Modulation of beta-adrenergic receptor-stimulated lipolysis in the heart by prostaglandins.

The purpose of the present study was to investigate the contribution of prostaglandins to lipolysis elicited by beta-adrenergic receptor activation in the heart. We have studied the effect of prostaglandin E2 (PGE2), prostaglandin I2 (PGI2), and their precursor arachidonic acid (AA) in the presence and absence of a cyclooxygenase inhibitor, sodium meclofenamate, on glycerol output elicited by stimulation of beta-adrenergic receptors in the isolated rabbit heart with isoproterenol (ISOP).
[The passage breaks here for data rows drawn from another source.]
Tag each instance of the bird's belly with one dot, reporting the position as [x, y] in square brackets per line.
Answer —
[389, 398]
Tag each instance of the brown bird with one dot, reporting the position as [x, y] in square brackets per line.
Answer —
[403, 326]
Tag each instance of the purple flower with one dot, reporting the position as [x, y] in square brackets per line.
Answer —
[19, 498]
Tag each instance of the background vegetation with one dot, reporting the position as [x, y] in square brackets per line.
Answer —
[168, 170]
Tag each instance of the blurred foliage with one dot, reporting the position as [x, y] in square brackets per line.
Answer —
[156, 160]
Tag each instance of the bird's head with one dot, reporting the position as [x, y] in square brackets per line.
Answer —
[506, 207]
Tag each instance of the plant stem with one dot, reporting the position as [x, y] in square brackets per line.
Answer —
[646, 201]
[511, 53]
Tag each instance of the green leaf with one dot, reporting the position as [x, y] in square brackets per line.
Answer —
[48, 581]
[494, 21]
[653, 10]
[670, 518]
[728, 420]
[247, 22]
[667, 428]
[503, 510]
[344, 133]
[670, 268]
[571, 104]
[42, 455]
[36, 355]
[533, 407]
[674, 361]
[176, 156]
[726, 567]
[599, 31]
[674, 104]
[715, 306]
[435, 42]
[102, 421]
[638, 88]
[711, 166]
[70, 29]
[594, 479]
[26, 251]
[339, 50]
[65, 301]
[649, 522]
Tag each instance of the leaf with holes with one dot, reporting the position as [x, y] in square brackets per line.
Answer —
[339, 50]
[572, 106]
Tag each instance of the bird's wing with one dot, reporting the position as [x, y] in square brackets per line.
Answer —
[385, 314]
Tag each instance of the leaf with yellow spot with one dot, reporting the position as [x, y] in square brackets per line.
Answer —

Bolus injections of ISOP (475 pmol) produced a constant increase in glycerol and 6-ketoprostaglandin F1 alpha (6-keto-PGF1 alpha) output. Infusion of sodium meclofenamate (16 microM) reduced basal and attenuated ISOP-induced 6-keto-PGF1 alpha output and enhanced glycerol output. During inhibition of endogenous prostaglandin synthesis with meclofenamate, infusion of PGI2 or PGE2 (0.1-1 microM) inhibited ISOP-induced glycerol output. Infusion of AA (0.1-1 microM) increased 6-keto-PGF1 alpha and reduced glycerol output. Infusion of sodium meclofenamate abolished the effect of AA to increase 6-keto-PGF1 alpha and to decrease glycerol output. These data suggest that prostaglandins synthesized in the heart act as an inhibitory modulator of beta-adrenergic receptor-stimulated cardiac lipolysis.